For instance, we would want to determine which biological functions are connected to the deregulation of a gene in a disease, as well as identify a subject's disease status and forecast the most effective treatment.

In theory, a wide range of statistical and machine learning (ML) techniques can be applied to both prediction and inference. However, the building and fitting of a project-specific probability model is how statistical approaches have traditionally focused on inference. With the help of the model, we can calculate a numerical indicator of how certain we are that a link we find depicts a genuine impact that is not likely to be caused by noise. Furthermore, if sufficient data are available, we can explicitly check presumptions (such as equal variance) and, if necessary, improve the given model.

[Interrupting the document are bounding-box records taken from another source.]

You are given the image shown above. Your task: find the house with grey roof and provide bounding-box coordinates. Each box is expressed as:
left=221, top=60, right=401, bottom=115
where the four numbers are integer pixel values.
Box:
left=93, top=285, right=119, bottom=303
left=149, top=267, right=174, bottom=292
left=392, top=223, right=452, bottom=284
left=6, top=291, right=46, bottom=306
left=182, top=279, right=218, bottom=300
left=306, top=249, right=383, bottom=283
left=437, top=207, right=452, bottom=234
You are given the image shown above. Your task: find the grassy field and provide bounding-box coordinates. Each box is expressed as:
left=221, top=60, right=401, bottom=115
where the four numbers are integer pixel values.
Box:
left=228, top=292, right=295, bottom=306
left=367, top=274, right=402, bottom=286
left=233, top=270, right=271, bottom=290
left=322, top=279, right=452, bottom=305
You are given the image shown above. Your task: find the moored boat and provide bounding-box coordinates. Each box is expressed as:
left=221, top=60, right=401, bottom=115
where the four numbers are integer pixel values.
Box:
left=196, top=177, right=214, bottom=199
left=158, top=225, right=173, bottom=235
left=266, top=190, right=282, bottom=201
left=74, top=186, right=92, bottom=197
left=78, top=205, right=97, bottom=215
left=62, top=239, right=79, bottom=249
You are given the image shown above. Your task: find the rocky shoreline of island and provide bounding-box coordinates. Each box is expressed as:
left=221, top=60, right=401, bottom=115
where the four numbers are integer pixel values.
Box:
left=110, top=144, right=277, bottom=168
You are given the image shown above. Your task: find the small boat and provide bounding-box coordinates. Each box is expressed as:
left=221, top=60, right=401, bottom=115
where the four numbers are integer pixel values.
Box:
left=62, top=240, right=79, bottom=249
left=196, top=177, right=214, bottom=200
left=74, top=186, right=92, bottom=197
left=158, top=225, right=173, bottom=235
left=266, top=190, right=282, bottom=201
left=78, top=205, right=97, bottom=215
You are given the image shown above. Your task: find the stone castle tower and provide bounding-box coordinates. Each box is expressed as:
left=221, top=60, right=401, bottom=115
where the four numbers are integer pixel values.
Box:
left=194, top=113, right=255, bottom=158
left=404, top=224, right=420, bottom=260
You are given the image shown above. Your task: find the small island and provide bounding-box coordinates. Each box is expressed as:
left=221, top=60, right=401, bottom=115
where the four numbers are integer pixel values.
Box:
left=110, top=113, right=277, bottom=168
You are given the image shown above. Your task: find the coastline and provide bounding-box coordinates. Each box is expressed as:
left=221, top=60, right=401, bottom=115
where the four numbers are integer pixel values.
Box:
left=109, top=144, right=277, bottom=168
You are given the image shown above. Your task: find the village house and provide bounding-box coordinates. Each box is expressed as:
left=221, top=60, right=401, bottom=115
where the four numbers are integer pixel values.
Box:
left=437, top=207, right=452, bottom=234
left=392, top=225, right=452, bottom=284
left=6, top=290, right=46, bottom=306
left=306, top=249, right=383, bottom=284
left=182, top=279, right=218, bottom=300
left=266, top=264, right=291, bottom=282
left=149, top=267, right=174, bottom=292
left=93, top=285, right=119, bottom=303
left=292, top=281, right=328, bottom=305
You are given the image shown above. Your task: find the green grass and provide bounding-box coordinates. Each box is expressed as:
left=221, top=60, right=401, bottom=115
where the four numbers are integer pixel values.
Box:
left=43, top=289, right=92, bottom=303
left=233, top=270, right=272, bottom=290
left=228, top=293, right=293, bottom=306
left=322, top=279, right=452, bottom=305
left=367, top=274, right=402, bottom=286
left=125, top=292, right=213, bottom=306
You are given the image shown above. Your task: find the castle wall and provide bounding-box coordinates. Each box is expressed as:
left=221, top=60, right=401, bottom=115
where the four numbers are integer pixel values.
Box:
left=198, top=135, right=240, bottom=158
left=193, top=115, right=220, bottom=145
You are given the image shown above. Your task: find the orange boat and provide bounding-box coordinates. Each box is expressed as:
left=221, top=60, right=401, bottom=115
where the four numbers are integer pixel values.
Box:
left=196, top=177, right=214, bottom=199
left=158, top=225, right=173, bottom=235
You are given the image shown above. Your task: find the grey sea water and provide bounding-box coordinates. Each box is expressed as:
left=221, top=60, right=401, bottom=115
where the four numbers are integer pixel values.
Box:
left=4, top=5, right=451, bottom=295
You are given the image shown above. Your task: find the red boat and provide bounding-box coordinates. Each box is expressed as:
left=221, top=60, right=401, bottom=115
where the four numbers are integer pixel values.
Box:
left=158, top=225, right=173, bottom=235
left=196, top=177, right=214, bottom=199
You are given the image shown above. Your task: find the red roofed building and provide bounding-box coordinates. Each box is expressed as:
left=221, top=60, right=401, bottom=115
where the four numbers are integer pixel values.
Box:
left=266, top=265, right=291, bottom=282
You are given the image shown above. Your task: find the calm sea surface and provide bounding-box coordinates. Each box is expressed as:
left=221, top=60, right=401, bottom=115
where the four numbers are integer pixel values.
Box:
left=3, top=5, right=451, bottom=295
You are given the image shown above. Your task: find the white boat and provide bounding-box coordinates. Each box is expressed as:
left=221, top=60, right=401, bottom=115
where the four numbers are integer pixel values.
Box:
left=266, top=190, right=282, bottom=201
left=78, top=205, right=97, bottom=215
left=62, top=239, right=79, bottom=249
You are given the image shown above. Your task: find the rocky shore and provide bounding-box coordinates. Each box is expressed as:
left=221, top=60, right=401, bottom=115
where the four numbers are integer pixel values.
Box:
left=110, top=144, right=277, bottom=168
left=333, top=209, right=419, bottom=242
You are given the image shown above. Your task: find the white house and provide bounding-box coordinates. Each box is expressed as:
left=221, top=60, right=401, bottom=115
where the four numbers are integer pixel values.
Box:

ML, in contrast, focuses on prediction by employing general-purpose learning algorithms to uncover patterns in frequently abundant and cumbersome data .In contrast to 'long data,' where the number of subjects is more than the number of input variables, 'broad data' refers to data where the number of subjects is greater than the number of input variables. Since machine learning (ML) makes few assumptions about the systems that generate the data, it is still possible for it to work well even when the experimental design was haphazardly chosen and complex nonlinear interactions were present. Nevertheless, despite strong prediction outcomes, it may be challenging to explicitly connect ML solutions to pre existing biological information in the absence of an explicit model.

As the number of variables per subject rises, the computational tractability of traditional statistics and ML varies. For data with a few dozen input variables and sample sizes that would be regarded as small to moderate nowadays, classical statistical modelling was created. In this case, the model fills in the system's unseen details. However, the model that represents these linkages grows increasingly complex as the number of input variables and potential associations between them grow. As a result, the line separating statistical and ML techniques blurs and statistical findings become less exact.